His head came suddenly to Clumly’s shoulder. The face had gone gray. “Right outside my window, you hear? Right outside my own window!”

“We’ve been doing—” He paused, compressing his lips, tempted to smile.

The Mayor looked startled. But he said: “And now I get a call from the District Attorney. You won’t cooperate, he says. ‘Walt,’ he says, ‘what the devil’s come over Fred Clumly?’ You had a man here, he says, and you had him dead to rights, but you let him slip through your fingers. I talk to Miller. ‘Yes it’s true,’ he says, ‘we could’ve nailed him.’ Course he doesn’t come out with it quite like that. Out of pity, you know; sorry to see the Old Man losing his grip. But push him a little, he admits it. You let the man off. Why?” He jerked his head away. After a moment: “Because the man’s your friend, that’s why. You had him dead to rights, but it turns out the man was your friend.”

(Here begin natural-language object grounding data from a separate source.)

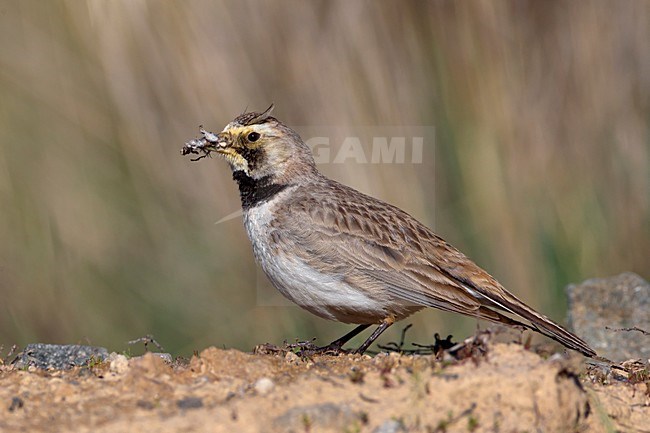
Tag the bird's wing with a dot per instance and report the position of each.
(374, 255)
(356, 234)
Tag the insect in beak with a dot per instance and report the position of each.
(203, 146)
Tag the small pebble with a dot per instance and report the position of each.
(264, 386)
(189, 403)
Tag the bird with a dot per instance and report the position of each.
(344, 255)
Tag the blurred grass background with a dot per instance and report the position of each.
(540, 170)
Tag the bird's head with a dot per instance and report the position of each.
(260, 146)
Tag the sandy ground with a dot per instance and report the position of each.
(500, 388)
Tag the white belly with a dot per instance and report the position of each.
(327, 296)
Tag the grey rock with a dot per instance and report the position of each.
(390, 426)
(59, 357)
(326, 416)
(600, 308)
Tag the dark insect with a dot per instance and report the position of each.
(200, 146)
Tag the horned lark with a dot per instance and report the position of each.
(343, 255)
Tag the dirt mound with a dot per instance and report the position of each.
(507, 389)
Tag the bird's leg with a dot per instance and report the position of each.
(336, 345)
(384, 325)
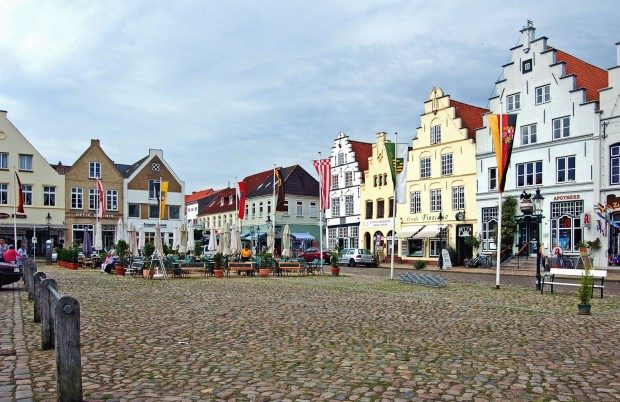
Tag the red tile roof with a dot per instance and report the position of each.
(471, 116)
(588, 76)
(197, 195)
(363, 151)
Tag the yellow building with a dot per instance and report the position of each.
(441, 181)
(376, 193)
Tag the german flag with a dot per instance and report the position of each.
(503, 128)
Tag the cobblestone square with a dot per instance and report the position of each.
(324, 338)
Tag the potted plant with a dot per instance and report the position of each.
(265, 262)
(334, 260)
(121, 249)
(218, 259)
(585, 292)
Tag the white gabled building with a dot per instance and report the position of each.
(349, 160)
(555, 96)
(609, 172)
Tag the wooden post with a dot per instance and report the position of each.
(47, 314)
(38, 280)
(68, 355)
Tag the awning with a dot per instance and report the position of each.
(302, 236)
(408, 231)
(427, 231)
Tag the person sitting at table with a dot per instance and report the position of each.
(246, 254)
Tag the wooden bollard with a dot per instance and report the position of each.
(47, 314)
(37, 279)
(68, 354)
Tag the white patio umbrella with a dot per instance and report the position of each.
(271, 241)
(120, 230)
(191, 243)
(212, 241)
(183, 238)
(98, 236)
(286, 242)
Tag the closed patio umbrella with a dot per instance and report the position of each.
(286, 242)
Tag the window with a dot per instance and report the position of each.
(25, 162)
(348, 204)
(335, 206)
(313, 209)
(436, 134)
(27, 189)
(566, 231)
(436, 200)
(425, 167)
(446, 164)
(513, 102)
(543, 94)
(153, 211)
(173, 211)
(134, 210)
(153, 189)
(458, 198)
(528, 134)
(77, 198)
(49, 196)
(529, 174)
(111, 200)
(380, 208)
(368, 209)
(565, 168)
(94, 170)
(614, 164)
(415, 204)
(561, 127)
(348, 179)
(4, 193)
(492, 179)
(489, 225)
(93, 198)
(300, 208)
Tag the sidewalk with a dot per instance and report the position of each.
(613, 273)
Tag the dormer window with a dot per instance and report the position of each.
(94, 170)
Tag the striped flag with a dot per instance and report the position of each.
(323, 168)
(101, 199)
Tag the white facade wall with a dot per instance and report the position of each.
(343, 228)
(565, 101)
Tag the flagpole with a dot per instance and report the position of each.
(499, 209)
(15, 195)
(393, 168)
(321, 208)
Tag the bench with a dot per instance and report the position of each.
(291, 266)
(248, 267)
(567, 273)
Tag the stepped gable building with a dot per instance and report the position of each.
(43, 187)
(349, 160)
(441, 181)
(556, 99)
(81, 195)
(607, 171)
(141, 205)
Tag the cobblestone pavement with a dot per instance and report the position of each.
(15, 380)
(356, 337)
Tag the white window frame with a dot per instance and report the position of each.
(513, 102)
(561, 127)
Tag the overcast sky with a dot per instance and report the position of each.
(229, 88)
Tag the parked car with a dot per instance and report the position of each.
(357, 256)
(9, 273)
(312, 253)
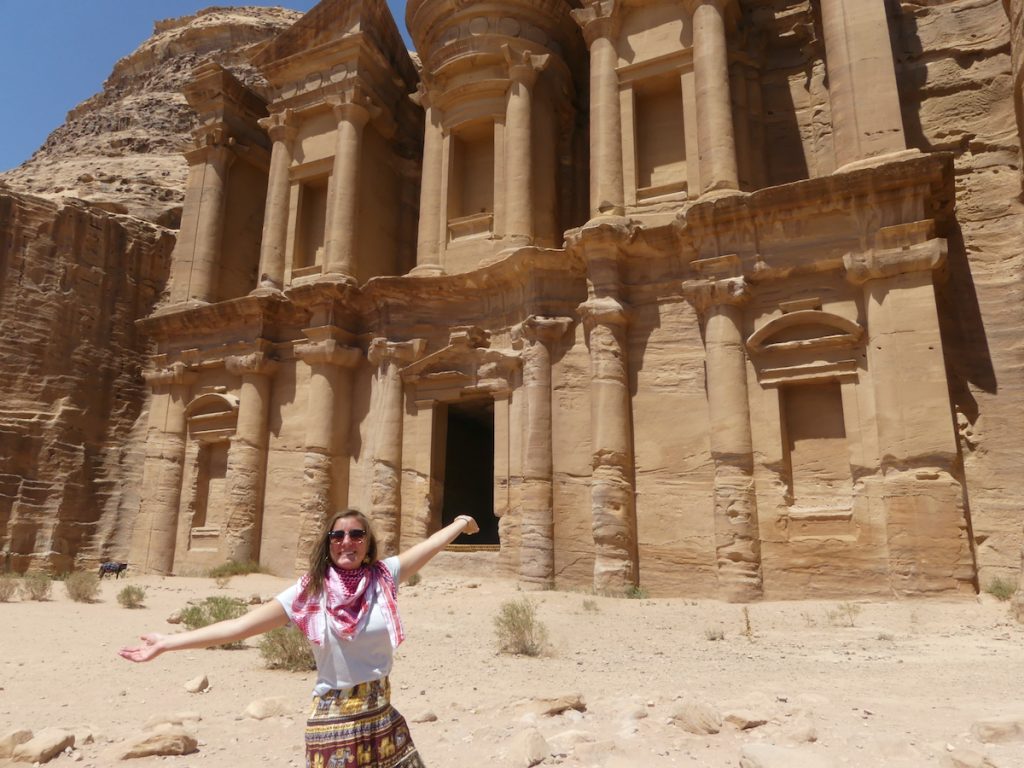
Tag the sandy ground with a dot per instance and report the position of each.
(900, 687)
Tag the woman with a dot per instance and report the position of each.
(345, 604)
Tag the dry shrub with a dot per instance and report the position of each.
(131, 596)
(37, 585)
(8, 587)
(287, 648)
(82, 586)
(518, 629)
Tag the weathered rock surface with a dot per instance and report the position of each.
(122, 148)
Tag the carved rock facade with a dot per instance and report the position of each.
(715, 297)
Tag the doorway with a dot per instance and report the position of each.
(469, 468)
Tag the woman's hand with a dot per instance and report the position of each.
(471, 526)
(150, 649)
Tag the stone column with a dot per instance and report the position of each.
(717, 146)
(737, 541)
(919, 482)
(865, 112)
(385, 488)
(247, 456)
(156, 527)
(211, 164)
(272, 246)
(523, 69)
(428, 241)
(537, 555)
(343, 206)
(599, 22)
(328, 417)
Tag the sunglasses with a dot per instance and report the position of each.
(355, 535)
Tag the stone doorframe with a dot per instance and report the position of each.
(466, 369)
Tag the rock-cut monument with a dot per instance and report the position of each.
(706, 297)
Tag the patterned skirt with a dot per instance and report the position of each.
(358, 728)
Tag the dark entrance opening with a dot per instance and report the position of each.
(469, 468)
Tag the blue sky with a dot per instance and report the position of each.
(55, 53)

“That’s ridiculous,” Clumly said.

“Is it? Is it? You were seen out walking the streets with him.”

It was a great stroke, the Mayor seemed to think. He beamed malevolently.

Clumly sneered. “Idiotic,” he said. “You tend to your business, I’ll tend to mine.”

“Oh I will,” Mayor Mullen said, “I promise you. And my business is you.” His face was red again now, the ashen look gone completely. “I’m here to tell you you’re in for a formal investigation. You understand that? I give you until tomorrow morning to give me your explanation for all this fol-de-rol — in writing.”

Clumly nodded, touching the sash of the window though he felt no need to steady himself.